5437685854_d630fceaff_b-
836
Partager :

Le juge d’instruction près la Cour d’appel de Salé, chargé des affaires terroristes a rendu sa décision à propos de l’affaire des trois militants du PJD accusés d’apologie du terrorisme. Les mis en cause seront poursuivis dans le cadre de la loi antiterroriste.

Depuis qu’internet est devenu un théâtre de lutte idéologique et politique, les commentaires des personnes fanatiques n’ont pas cessé de foisonner durant les dernières années. Dans le cadre de ses actions de lutte contre le terrorisme, la BCIJ avait procédé à l’arrestation des trois militants du PJD suite à un communiqué conjoint de Mohamed Hassad, ministre de l’Intérieur, et Mustapha Ramid, ministre de la Justice et des libertés, qui demandait l’ouverture d’une enquête sur les publications faisant, dans les réseaux sociaux, «l’apologie de l’assassinat de l’ambassadeur russe en Turquie».
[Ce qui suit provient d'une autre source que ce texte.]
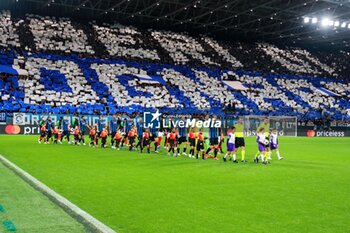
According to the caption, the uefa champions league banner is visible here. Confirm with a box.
[0,113,133,135]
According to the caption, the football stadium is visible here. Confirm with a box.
[0,0,350,233]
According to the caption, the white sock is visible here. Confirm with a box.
[260,154,265,162]
[268,151,272,159]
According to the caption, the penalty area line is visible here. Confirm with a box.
[0,154,116,233]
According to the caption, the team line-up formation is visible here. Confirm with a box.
[38,115,283,165]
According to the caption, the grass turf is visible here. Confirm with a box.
[0,136,350,233]
[0,154,86,233]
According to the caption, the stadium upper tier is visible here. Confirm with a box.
[0,12,350,119]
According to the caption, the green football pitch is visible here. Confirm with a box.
[0,136,350,233]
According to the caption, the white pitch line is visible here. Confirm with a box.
[0,155,116,233]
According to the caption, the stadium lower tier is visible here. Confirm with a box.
[0,52,350,120]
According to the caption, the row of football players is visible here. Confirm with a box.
[39,115,283,164]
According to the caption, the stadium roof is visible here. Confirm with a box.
[0,0,350,48]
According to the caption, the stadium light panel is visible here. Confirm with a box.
[304,17,310,23]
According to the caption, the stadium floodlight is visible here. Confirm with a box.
[321,18,330,27]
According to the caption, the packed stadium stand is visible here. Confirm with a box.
[0,11,350,120]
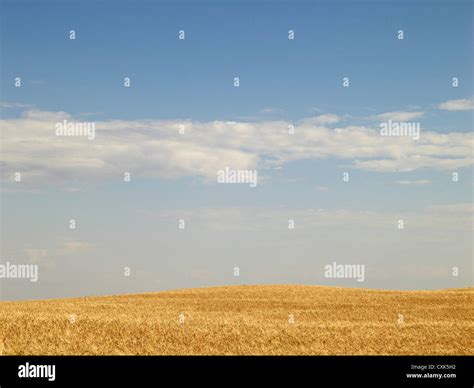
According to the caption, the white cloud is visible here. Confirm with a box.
[397,179,431,185]
[372,111,425,121]
[0,101,33,109]
[0,110,473,189]
[438,97,474,111]
[24,248,48,263]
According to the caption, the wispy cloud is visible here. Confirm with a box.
[372,111,425,121]
[0,101,33,109]
[397,179,431,185]
[438,97,474,111]
[0,110,473,189]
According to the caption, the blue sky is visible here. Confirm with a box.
[0,1,473,299]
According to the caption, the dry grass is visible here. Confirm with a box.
[0,285,474,355]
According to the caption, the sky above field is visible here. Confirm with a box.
[0,1,474,299]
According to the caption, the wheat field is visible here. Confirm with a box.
[0,285,474,355]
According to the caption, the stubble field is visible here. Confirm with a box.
[0,285,474,355]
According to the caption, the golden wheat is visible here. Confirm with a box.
[0,285,474,355]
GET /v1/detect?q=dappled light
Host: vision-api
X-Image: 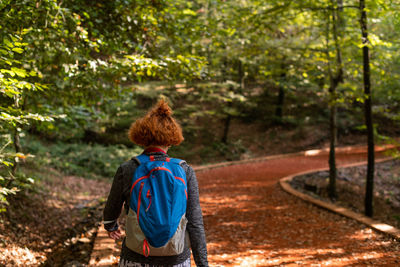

[0,0,400,267]
[198,148,400,266]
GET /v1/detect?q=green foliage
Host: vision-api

[24,138,142,178]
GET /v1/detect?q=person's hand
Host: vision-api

[108,229,122,240]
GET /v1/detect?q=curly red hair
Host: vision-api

[128,99,184,147]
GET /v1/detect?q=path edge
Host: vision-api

[279,157,400,241]
[88,144,400,266]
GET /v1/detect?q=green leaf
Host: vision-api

[12,47,24,54]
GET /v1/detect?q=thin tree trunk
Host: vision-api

[12,127,22,175]
[221,114,232,144]
[275,63,286,123]
[360,0,375,217]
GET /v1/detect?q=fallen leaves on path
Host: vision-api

[198,150,400,266]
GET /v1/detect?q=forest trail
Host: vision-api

[92,147,400,266]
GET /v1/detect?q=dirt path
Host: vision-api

[92,148,400,267]
[197,148,400,266]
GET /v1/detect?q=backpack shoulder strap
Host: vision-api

[135,154,150,164]
[167,158,186,165]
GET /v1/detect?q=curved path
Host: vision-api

[197,148,400,266]
[91,147,400,266]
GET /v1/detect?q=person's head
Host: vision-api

[128,99,183,150]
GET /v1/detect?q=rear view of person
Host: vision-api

[104,100,208,267]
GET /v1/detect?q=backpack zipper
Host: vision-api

[146,189,151,212]
[137,182,144,223]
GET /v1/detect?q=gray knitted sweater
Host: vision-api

[103,152,208,267]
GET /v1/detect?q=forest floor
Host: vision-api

[290,159,400,229]
[198,149,400,266]
[0,141,400,266]
[0,169,110,267]
[90,147,400,267]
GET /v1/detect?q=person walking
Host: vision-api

[103,99,208,267]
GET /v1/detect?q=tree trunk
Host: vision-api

[221,114,232,144]
[360,0,375,217]
[275,64,286,123]
[12,127,22,175]
[327,0,343,200]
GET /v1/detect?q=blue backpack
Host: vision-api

[125,154,187,257]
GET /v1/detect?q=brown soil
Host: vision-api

[90,147,400,267]
[290,160,400,228]
[198,149,400,266]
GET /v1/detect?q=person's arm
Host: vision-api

[103,166,124,239]
[185,165,208,267]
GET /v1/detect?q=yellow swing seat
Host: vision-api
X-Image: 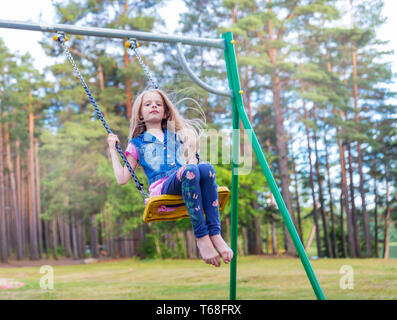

[143,186,230,223]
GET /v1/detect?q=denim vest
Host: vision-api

[130,129,184,185]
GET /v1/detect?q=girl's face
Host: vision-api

[141,91,166,123]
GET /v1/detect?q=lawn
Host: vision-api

[0,256,397,300]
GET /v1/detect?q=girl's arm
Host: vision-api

[108,134,138,185]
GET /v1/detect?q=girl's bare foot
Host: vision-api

[196,235,221,267]
[211,234,233,263]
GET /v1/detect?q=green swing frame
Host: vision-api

[0,20,325,300]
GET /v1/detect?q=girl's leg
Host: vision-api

[162,164,220,267]
[198,162,233,263]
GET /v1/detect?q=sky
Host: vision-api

[0,0,397,73]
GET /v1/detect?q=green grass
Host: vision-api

[0,256,397,300]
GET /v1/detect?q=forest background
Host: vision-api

[0,0,397,262]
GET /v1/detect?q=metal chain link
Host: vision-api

[57,32,149,202]
[129,39,159,89]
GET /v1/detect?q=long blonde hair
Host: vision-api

[128,89,205,164]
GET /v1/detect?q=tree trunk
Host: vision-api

[333,108,356,258]
[350,0,372,257]
[313,105,333,258]
[0,115,8,263]
[15,139,26,257]
[43,221,50,259]
[50,219,58,260]
[303,100,323,258]
[347,142,361,257]
[90,214,99,258]
[323,117,338,258]
[374,155,379,258]
[62,220,72,258]
[383,165,391,259]
[271,213,278,255]
[71,214,79,260]
[33,138,43,257]
[268,20,296,255]
[20,162,29,257]
[28,101,40,260]
[340,192,347,258]
[4,122,23,260]
[292,156,303,242]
Le verdict est enfin tombé, le juge d’instruction près la Cour d’appel de Salé a décidé de poursuivre les trois « chevaliers de la justice » (nom de la brigade électronique du PJD)  dans le cadre de la loi antiterroriste. Et ceci malgré les revendications d’Abdessamad El Idrissi, avocat des mis en cause, qui souhaitait que ses mandataires soient poursuivis dans le cadre du Code de la presse et de l’édition, comme le rapporte Akhbar-Al Yaoum dans son édition de ce mercredi 15 février. Les trois militants du parti de la lampe, qui ont appelé ouvertement à la haine et au mépris, n’échapperont pas à la règle et seront donc poursuivis dans le cadre de la loi antiterroriste.

Pour rappel, les deux ministères avaient rappelé que l’apologie d’actes terroristes constitue un crime puni par la loi conformément à l’article 218-2 du code pénal. Cet article stipule que quiconque fait l’apologie d’actes terroristes est punissable d'un emprisonnement de 2 à 6 ans et d'une amende de 10.000 à 200.000 dirhams.